Pentobarbital is not used in MAID in Canada. “But I think propofol could do the same thing because of the way it’s configured,” Zivot said. His hypothesis is entirely unproven. “There’s no study that has looked at this specifically, because there is no therapeutic setting that would permit it,” he acknowledged. “There’s no animal study that, as far as I know has ever been done that looks at this very high dose of propofol, because it would be unethical.“My opinion is based on this: 100 mg of propofol, when it’s injected, it burns. It burns in the veins. People say so. If I gave them 10 times that amount, I would be concerned that burning sensation could be quickly transmitted through the body, and the lungs are particularly at risk for that kind of potential problem.”
“You’re right: I don’t know. My ask here would be to perform autopsies on people who have been given high dose propofol.”
When they say things to me like this is ‘beautiful,’ I know that we’re not any longer having a scientific conversation
None of the drugs used in euthanasia have a package insert that includes an indication or dosage to be used to kill, he said. He also questions why MAID patients are getting a paralyzing drug to keep them from moving if they’re already dead. He worries paralytics could mask an unpleasant death and has argued that their use in MAID should be ceased.
Is he opposed in principle to MAID? “I can’t know,” he said. “I have concerns, grave concerns, about MAID, as many others do. We don’t want to be killing people who are sad and lonely and poor. No one thinks that’s a good idea, and yet that’s happening.
“So, do I have concerns? Yeah, I have concerns. I also have concerns about how medicine is the handmaiden here. I have concerns with the fact that MAID (proponents) are being murky about how they think people are dying.”
He is not arguing that Canada’s MAID law should be repealed. “But when I talk to people who are doing MAID, they get very defensive, and when they say things to me like this is ‘beautiful,’ I know that we’re not any longer having a scientific conversation.”

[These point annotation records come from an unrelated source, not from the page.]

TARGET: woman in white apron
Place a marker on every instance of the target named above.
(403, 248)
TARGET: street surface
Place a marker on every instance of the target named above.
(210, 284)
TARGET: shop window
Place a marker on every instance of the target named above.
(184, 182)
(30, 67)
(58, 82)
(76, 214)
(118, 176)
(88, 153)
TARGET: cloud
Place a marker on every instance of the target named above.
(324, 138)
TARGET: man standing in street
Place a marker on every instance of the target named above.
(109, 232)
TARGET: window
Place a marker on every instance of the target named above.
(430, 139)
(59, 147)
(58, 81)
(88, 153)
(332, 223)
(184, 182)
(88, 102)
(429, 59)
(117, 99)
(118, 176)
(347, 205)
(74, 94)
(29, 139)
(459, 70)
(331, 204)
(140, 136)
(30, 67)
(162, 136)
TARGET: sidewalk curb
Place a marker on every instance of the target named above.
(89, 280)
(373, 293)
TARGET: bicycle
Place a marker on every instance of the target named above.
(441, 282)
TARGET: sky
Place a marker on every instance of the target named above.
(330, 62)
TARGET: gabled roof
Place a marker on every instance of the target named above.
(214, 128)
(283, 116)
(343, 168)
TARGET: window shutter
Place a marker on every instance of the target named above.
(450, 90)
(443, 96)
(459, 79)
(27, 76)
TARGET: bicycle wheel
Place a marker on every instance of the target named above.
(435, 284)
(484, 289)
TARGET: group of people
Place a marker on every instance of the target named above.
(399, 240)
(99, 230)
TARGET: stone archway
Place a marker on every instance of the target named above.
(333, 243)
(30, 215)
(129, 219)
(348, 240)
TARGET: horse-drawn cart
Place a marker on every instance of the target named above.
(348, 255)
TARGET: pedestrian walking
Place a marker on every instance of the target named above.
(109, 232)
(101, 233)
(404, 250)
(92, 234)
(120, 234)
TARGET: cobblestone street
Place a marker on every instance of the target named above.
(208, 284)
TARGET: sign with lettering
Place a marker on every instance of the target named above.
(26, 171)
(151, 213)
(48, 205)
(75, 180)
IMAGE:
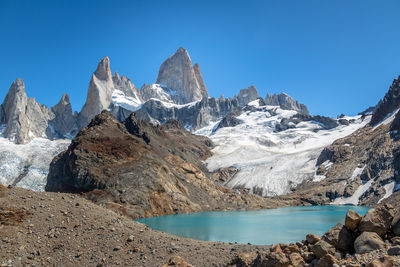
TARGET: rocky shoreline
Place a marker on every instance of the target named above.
(44, 228)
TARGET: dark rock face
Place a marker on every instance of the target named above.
(285, 102)
(178, 74)
(247, 95)
(367, 242)
(340, 237)
(370, 153)
(64, 123)
(192, 116)
(24, 117)
(326, 122)
(388, 104)
(378, 220)
(229, 120)
(142, 170)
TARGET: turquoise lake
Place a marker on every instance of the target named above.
(260, 227)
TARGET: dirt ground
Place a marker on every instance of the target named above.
(41, 228)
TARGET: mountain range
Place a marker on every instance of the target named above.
(268, 146)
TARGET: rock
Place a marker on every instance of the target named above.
(396, 240)
(229, 120)
(247, 95)
(327, 261)
(396, 228)
(308, 256)
(178, 262)
(125, 85)
(321, 248)
(386, 261)
(272, 259)
(199, 77)
(377, 220)
(339, 237)
(99, 94)
(178, 75)
(312, 239)
(292, 248)
(24, 117)
(246, 259)
(394, 251)
(352, 220)
(367, 242)
(64, 123)
(296, 259)
(285, 102)
(388, 104)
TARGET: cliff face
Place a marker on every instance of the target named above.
(388, 104)
(24, 118)
(183, 79)
(142, 170)
(99, 94)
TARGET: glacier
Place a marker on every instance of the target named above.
(27, 165)
(272, 163)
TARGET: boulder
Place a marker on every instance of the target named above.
(177, 261)
(272, 259)
(296, 259)
(352, 220)
(312, 239)
(292, 248)
(367, 242)
(339, 237)
(396, 228)
(386, 261)
(377, 220)
(246, 259)
(327, 261)
(321, 248)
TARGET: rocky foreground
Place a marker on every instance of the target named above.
(66, 229)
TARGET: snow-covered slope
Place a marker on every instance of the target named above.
(27, 165)
(269, 162)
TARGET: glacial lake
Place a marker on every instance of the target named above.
(259, 227)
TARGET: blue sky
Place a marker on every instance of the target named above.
(334, 56)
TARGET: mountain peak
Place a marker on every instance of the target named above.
(178, 74)
(103, 71)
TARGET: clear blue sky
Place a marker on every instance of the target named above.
(334, 56)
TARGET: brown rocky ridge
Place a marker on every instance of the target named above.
(142, 170)
(63, 228)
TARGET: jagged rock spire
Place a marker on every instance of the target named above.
(99, 94)
(178, 74)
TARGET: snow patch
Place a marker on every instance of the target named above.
(389, 189)
(27, 165)
(273, 162)
(355, 198)
(119, 99)
(388, 119)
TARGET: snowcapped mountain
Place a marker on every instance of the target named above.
(273, 143)
(271, 162)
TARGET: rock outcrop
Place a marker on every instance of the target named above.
(143, 170)
(388, 104)
(182, 79)
(286, 102)
(64, 123)
(24, 118)
(125, 85)
(247, 95)
(362, 249)
(99, 94)
(363, 166)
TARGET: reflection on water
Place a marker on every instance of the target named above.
(273, 226)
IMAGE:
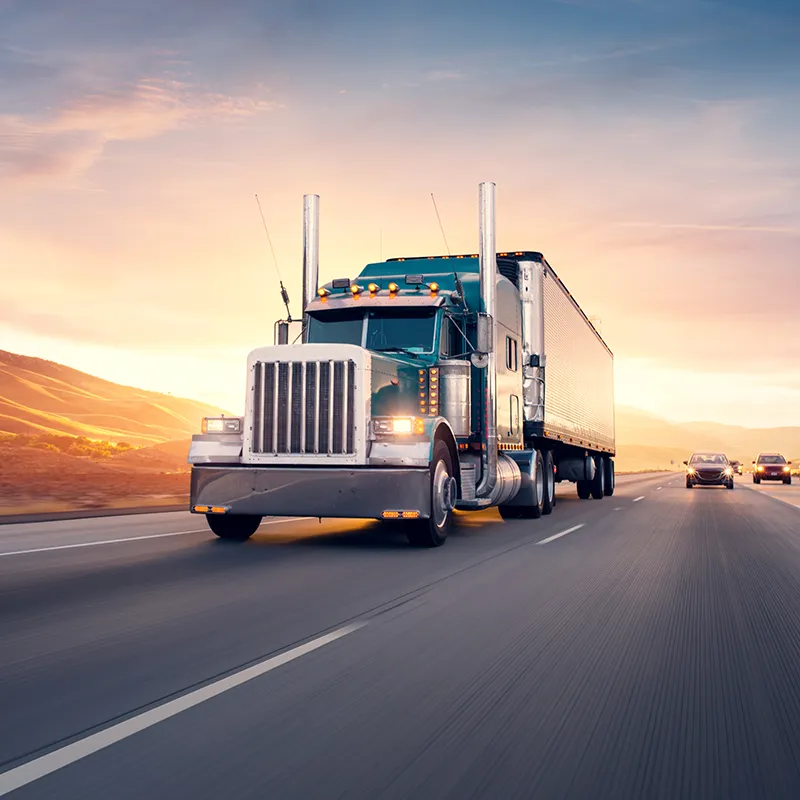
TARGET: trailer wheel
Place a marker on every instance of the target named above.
(236, 527)
(608, 466)
(433, 532)
(549, 483)
(598, 485)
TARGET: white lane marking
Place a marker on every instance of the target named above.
(117, 541)
(563, 533)
(44, 765)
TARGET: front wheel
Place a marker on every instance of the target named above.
(432, 532)
(234, 527)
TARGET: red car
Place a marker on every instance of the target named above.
(772, 467)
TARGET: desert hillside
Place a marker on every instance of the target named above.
(69, 440)
(42, 397)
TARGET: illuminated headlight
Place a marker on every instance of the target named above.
(399, 425)
(222, 425)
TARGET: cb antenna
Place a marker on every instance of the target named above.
(459, 287)
(441, 227)
(284, 293)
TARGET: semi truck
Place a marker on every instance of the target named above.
(420, 386)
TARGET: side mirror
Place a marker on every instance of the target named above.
(485, 333)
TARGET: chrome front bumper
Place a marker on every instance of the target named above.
(362, 492)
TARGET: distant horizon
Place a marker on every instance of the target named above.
(630, 143)
(627, 407)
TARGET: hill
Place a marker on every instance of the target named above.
(42, 397)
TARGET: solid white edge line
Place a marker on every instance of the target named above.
(563, 533)
(129, 539)
(44, 765)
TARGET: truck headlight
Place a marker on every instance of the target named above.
(222, 425)
(399, 425)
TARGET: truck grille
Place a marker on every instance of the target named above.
(304, 407)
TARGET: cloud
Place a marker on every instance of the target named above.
(444, 75)
(70, 140)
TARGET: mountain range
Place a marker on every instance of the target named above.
(72, 440)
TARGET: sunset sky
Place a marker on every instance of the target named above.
(649, 148)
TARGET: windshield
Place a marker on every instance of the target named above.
(342, 327)
(410, 329)
(386, 330)
(708, 458)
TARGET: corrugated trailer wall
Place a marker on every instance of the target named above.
(579, 372)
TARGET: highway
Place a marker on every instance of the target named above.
(642, 646)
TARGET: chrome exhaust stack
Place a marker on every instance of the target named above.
(310, 250)
(487, 255)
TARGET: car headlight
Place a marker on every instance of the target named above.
(399, 425)
(222, 425)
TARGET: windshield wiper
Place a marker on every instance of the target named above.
(395, 350)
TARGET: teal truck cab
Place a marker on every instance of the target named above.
(421, 386)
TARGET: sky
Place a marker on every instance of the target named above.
(647, 147)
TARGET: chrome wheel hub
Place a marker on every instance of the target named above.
(443, 498)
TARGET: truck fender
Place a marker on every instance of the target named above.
(442, 430)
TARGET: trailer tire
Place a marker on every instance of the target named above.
(608, 466)
(432, 532)
(233, 527)
(598, 484)
(549, 483)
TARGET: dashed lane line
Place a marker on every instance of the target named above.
(46, 764)
(563, 533)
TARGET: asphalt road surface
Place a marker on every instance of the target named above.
(652, 650)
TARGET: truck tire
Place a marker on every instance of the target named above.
(234, 527)
(608, 466)
(598, 485)
(433, 532)
(535, 511)
(549, 483)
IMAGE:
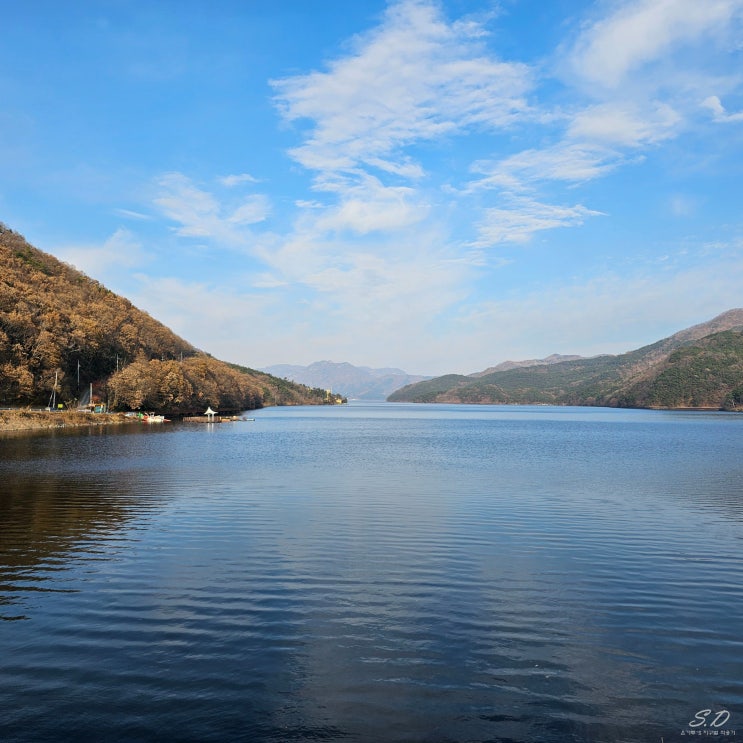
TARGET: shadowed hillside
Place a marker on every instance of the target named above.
(701, 366)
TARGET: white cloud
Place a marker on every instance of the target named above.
(567, 161)
(237, 180)
(641, 32)
(415, 78)
(624, 124)
(254, 209)
(714, 104)
(519, 223)
(200, 213)
(120, 250)
(369, 206)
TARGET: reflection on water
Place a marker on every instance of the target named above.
(375, 573)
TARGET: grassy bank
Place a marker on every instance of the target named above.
(29, 420)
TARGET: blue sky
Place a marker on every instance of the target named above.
(433, 185)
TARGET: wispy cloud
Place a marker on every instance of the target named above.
(416, 78)
(121, 250)
(714, 104)
(643, 32)
(199, 213)
(237, 180)
(519, 223)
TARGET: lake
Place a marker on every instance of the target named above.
(376, 572)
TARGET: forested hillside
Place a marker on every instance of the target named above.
(697, 367)
(55, 322)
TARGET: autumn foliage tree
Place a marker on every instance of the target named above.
(56, 323)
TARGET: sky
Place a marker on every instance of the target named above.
(434, 185)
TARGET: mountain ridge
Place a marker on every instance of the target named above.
(62, 331)
(356, 382)
(650, 376)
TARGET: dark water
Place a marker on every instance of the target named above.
(376, 573)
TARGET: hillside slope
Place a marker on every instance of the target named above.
(357, 382)
(55, 322)
(700, 366)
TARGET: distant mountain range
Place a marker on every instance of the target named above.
(355, 382)
(699, 367)
(555, 358)
(61, 333)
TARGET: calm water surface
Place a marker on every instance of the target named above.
(376, 573)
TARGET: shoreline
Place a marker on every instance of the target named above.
(40, 420)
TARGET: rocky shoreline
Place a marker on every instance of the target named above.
(37, 420)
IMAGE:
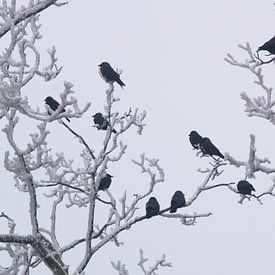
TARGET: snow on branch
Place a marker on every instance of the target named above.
(11, 17)
(146, 271)
(254, 163)
(262, 106)
(159, 263)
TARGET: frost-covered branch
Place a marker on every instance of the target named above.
(254, 163)
(12, 17)
(159, 263)
(262, 106)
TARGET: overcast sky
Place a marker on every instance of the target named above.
(172, 57)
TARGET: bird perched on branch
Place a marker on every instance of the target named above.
(109, 74)
(268, 46)
(245, 188)
(208, 148)
(178, 201)
(101, 122)
(53, 104)
(105, 182)
(195, 139)
(152, 207)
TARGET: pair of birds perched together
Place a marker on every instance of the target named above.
(208, 148)
(110, 76)
(204, 144)
(153, 207)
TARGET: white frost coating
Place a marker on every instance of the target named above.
(262, 106)
(146, 271)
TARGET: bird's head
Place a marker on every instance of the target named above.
(48, 99)
(103, 64)
(192, 133)
(97, 115)
(179, 193)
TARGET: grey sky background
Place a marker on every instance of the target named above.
(172, 57)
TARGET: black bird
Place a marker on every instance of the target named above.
(101, 122)
(268, 46)
(208, 148)
(152, 207)
(53, 104)
(195, 139)
(178, 201)
(109, 74)
(105, 182)
(245, 188)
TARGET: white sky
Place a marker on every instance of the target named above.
(172, 57)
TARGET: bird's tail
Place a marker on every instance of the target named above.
(221, 155)
(149, 215)
(173, 209)
(120, 83)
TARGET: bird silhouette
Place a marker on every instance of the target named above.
(109, 74)
(178, 201)
(245, 188)
(101, 122)
(152, 207)
(208, 148)
(268, 46)
(105, 182)
(53, 104)
(195, 139)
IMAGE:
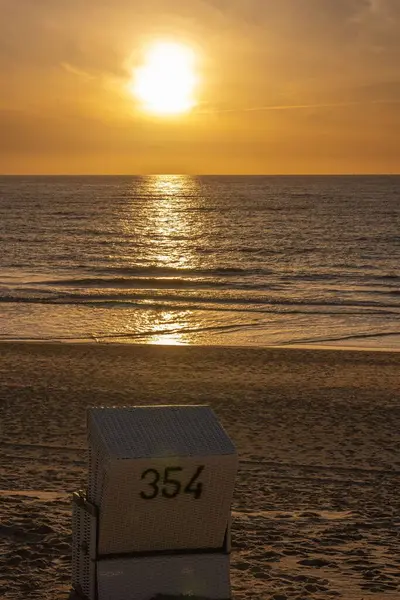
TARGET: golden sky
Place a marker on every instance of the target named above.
(286, 86)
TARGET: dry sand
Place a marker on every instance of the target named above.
(317, 502)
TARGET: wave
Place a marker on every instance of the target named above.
(231, 303)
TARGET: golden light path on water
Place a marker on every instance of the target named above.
(172, 229)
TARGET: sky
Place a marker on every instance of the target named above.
(288, 86)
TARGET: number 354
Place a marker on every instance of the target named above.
(168, 485)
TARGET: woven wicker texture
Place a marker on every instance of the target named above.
(205, 575)
(162, 478)
(84, 527)
(129, 523)
(158, 431)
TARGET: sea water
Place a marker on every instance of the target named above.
(176, 259)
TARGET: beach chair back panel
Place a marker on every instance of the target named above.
(163, 478)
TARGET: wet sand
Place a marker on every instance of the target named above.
(317, 503)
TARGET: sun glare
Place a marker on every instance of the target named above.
(165, 84)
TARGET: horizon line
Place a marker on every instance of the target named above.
(175, 174)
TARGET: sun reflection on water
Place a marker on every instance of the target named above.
(165, 239)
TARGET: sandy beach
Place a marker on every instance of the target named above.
(316, 513)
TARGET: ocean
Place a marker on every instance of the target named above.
(176, 259)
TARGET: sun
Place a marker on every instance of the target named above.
(166, 83)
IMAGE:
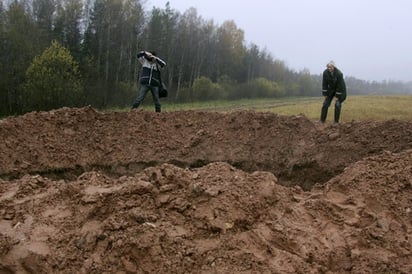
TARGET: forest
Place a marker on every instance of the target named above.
(56, 53)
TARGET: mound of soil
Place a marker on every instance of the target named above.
(202, 192)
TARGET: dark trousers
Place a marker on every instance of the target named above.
(144, 89)
(325, 107)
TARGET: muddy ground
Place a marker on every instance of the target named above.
(83, 191)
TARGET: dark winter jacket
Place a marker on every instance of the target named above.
(333, 84)
(150, 73)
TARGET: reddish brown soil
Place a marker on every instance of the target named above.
(83, 191)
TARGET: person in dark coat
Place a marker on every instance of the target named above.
(333, 86)
(149, 78)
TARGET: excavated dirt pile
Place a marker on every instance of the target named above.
(83, 191)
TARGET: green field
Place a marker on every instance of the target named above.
(374, 107)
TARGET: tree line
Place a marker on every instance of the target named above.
(58, 53)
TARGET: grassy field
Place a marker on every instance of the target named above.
(373, 107)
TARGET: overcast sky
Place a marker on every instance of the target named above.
(368, 39)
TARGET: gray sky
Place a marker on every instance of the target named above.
(368, 39)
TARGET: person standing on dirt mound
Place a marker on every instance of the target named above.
(333, 86)
(149, 78)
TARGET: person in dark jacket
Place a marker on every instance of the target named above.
(149, 78)
(333, 86)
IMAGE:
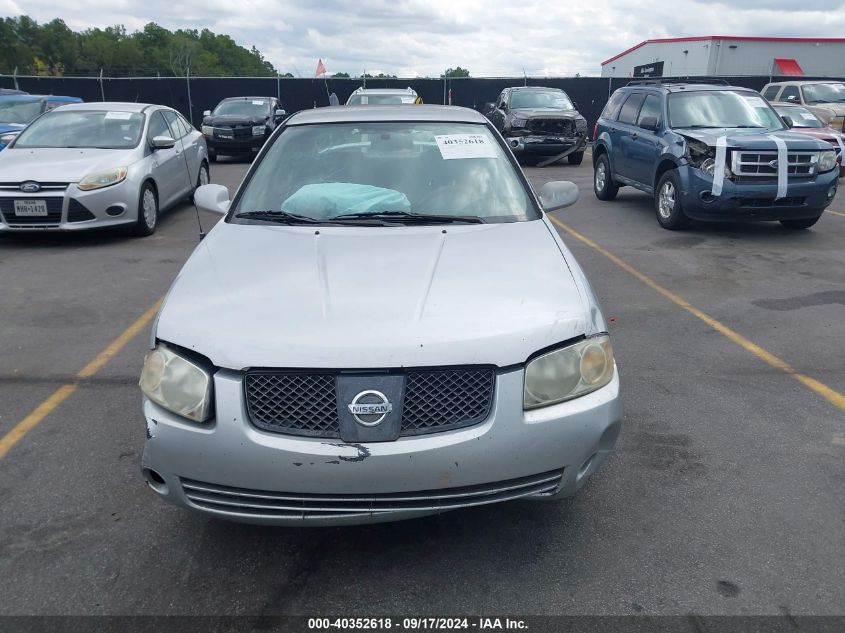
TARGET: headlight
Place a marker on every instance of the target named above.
(103, 179)
(708, 166)
(568, 372)
(177, 384)
(827, 160)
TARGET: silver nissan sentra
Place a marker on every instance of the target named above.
(93, 165)
(385, 325)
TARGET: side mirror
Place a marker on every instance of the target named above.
(212, 198)
(649, 123)
(558, 194)
(163, 142)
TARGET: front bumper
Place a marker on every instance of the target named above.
(72, 209)
(546, 145)
(235, 145)
(229, 469)
(754, 201)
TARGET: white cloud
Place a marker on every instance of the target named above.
(424, 37)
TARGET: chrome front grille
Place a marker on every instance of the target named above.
(243, 502)
(764, 164)
(305, 403)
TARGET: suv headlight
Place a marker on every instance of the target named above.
(103, 179)
(568, 372)
(827, 160)
(178, 384)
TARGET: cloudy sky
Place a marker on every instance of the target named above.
(423, 37)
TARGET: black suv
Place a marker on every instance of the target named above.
(541, 123)
(239, 125)
(710, 152)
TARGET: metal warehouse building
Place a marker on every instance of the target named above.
(717, 55)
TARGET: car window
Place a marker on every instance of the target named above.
(801, 117)
(84, 129)
(432, 168)
(721, 109)
(790, 91)
(650, 109)
(628, 113)
(771, 92)
(612, 108)
(824, 93)
(158, 126)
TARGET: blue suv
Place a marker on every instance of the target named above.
(711, 152)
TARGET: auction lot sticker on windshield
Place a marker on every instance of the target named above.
(465, 146)
(755, 102)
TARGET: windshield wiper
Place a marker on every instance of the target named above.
(410, 217)
(282, 217)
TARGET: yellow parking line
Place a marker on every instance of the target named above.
(61, 394)
(834, 397)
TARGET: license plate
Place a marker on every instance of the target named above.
(31, 208)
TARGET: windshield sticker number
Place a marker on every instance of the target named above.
(454, 146)
(756, 102)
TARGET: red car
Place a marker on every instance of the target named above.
(808, 123)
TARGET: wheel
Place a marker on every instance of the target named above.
(147, 211)
(602, 181)
(800, 224)
(667, 202)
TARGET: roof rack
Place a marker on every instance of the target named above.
(670, 82)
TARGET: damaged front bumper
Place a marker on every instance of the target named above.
(229, 469)
(805, 198)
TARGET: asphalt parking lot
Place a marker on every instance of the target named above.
(725, 494)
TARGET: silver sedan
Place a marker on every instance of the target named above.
(93, 165)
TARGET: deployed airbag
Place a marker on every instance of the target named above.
(326, 200)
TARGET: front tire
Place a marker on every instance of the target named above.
(602, 180)
(806, 223)
(667, 202)
(147, 211)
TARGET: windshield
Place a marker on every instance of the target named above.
(380, 99)
(20, 112)
(551, 99)
(721, 109)
(248, 108)
(448, 169)
(801, 117)
(824, 93)
(84, 128)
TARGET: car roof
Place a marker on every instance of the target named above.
(109, 106)
(355, 114)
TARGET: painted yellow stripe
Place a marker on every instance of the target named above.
(832, 396)
(61, 394)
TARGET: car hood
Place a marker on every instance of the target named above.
(59, 165)
(383, 297)
(743, 138)
(545, 113)
(232, 121)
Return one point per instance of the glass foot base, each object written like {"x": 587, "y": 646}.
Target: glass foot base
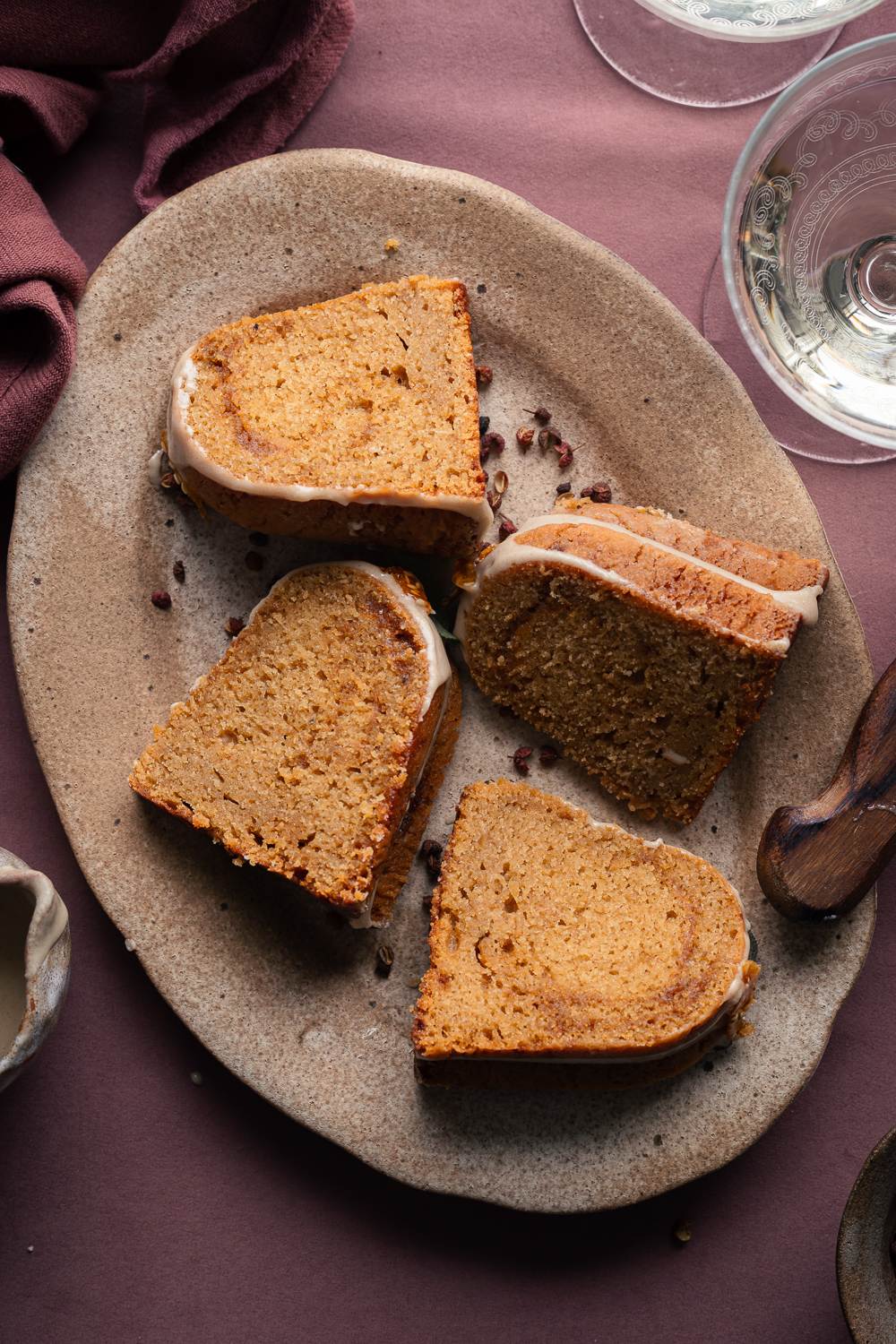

Zivot wrote that MAID in Canada “may very likely provide a torturous death.” But even a sedating dose of propofol can render one “insensate,” unable to feel anything, one anesthesiologist wrote in the comments section. Even if pink, frothy fluid accumulated in the lungs, “you cannot make any judgement of comfort based on pathology samples,” Downar said. “That’s not how you assess comfort.”
Those seeking assisted death must be suffering “intolerable” or “unbearable” physical or psychological pain. “Please, please, please give me two minutes of ‘death by drowning’ (that I would most likely be cognitively unaware is happening) over days, weeks, months of agonizing pain from a metastatic cancer that I am not going to survive,” another reader commented.